Haha yes, that would be... 1 in uh... some really big number that I can't quite seem to remember...

bolded mine.

I saw this argument also in post #21

Say you choose 20. If a couple has 19 boys, it is a mistake to think that the next one will surely be a girl because 20 boys in a row is improbable. The probability of the next child being a girl is still 50% (assuming this is still just a random case).

And in wiki also (looking for the quote, I lost it maybe in the french wiki)

It is clear that each toss has a 50/50 chance to happen, and since each toss is indenpendent from the precedent one, the chance for any result to happen shouldn't depend from the precedent ones.

Shouldn't.

But if you make the experiment, does that happen?

If you make T,T,T, (after about 30 tosses, I got it), I can bet a lot that the next toss will be H. (in my small experiment I won my bet)

Or in the unlikely event you get T,T,T,T,T,T,T,T,T,T,T,T,T,T,T,T,T,T,T, I can bet Greece's debt that the next toss will be H (assuming this is still just a random case).

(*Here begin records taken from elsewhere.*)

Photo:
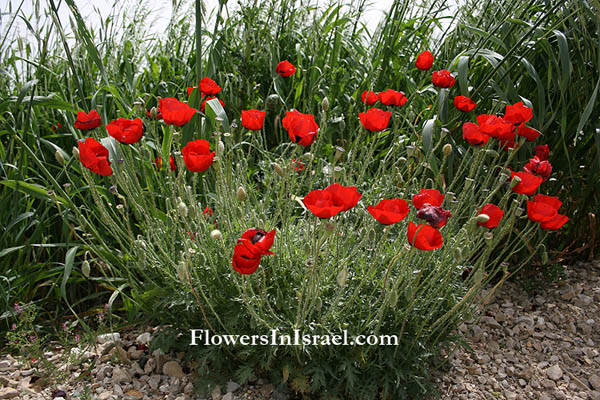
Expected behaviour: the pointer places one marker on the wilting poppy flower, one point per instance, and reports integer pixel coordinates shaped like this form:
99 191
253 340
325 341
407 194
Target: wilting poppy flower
529 183
375 119
463 103
253 119
495 214
197 155
285 69
518 113
125 130
389 211
369 98
392 98
539 167
302 128
424 237
428 196
424 60
174 112
203 105
85 122
442 79
473 135
158 162
94 156
527 132
208 87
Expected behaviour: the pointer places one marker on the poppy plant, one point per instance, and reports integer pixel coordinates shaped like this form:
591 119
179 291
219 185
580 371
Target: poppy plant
197 155
424 60
492 211
125 130
463 103
85 122
175 112
302 128
442 79
94 156
375 119
253 119
285 69
424 237
389 211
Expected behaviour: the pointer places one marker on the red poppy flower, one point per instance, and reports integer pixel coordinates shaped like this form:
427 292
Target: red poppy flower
125 130
174 112
473 135
428 196
253 119
389 211
529 183
285 69
369 98
158 162
302 128
495 214
424 237
208 87
94 156
496 127
203 105
197 155
527 132
424 60
375 119
392 98
518 113
463 103
539 167
85 122
542 151
442 79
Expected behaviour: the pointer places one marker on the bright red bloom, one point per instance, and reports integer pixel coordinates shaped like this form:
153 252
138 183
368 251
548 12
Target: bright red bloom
197 155
203 105
126 131
301 128
442 79
518 113
392 98
253 119
529 183
463 103
389 211
94 156
375 119
174 112
85 122
424 60
539 167
527 132
473 135
158 162
424 237
495 214
369 98
285 69
208 87
428 196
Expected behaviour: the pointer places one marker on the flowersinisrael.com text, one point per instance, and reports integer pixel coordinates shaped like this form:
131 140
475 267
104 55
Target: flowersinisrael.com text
204 337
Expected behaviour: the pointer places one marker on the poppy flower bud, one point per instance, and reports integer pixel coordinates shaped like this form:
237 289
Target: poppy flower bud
59 157
216 234
241 193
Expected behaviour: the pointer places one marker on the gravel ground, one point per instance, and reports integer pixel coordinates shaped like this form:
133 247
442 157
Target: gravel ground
545 347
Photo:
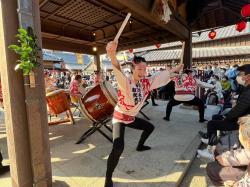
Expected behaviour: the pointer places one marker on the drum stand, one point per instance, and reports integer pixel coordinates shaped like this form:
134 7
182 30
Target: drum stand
96 126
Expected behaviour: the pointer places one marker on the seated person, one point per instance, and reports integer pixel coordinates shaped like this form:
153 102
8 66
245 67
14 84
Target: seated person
217 91
231 165
229 121
74 88
226 87
185 87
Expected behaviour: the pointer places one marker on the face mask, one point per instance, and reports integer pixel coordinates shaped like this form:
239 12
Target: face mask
240 81
213 80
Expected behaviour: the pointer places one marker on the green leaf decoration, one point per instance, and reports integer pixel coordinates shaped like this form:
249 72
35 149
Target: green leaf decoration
27 49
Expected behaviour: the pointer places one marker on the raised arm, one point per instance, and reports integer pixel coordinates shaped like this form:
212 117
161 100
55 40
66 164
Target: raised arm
111 51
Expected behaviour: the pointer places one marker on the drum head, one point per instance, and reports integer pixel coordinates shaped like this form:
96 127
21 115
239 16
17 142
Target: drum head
54 93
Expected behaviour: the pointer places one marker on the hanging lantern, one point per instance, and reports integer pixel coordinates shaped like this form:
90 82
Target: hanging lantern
245 11
240 26
158 45
212 34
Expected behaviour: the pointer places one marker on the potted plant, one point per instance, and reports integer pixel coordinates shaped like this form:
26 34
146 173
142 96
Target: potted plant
28 52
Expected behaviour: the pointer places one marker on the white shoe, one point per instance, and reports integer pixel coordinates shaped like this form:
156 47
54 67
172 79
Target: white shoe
206 154
205 141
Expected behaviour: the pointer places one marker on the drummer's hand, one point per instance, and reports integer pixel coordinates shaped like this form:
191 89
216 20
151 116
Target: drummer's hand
111 48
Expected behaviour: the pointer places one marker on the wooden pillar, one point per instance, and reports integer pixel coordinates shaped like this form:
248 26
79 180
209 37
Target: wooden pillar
97 62
26 113
186 56
14 99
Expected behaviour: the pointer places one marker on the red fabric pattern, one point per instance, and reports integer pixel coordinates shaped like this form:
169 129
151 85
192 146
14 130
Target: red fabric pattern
121 101
74 88
146 86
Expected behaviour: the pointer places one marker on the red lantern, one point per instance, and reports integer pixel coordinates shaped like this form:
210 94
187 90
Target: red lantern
158 45
245 11
240 26
212 34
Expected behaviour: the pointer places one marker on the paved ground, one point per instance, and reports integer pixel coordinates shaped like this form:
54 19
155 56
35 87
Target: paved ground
173 144
196 175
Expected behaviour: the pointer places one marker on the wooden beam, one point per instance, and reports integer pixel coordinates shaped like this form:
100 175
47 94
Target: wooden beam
57 30
172 26
68 46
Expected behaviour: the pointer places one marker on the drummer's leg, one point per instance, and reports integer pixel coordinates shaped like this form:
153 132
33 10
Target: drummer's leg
147 128
118 147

I suppose that the explanation resides in that we expect the result to happen in a particular way about a phenomena that is random by nature.

Inside randomness, the T,T,T,T,T,T,T,T,T,T,T,T,T,T,T,T,T,T,T, configuration exists somewhere, but WE give it a spectacular value. So is the T,H,T,H,T,H,T,H,T,H,T,H,T,H,T,H configuration but nobody cares about it.

When WE expect a serie to happen (T,T,T), this serie may get a long time to come, and the next serie (T,T,T,T) may get longer. I suspect that the probability to get the whole serie is the same that to get the final toss, IOW the probability to get a particular final toss must be the same as the probability to get the whole serie.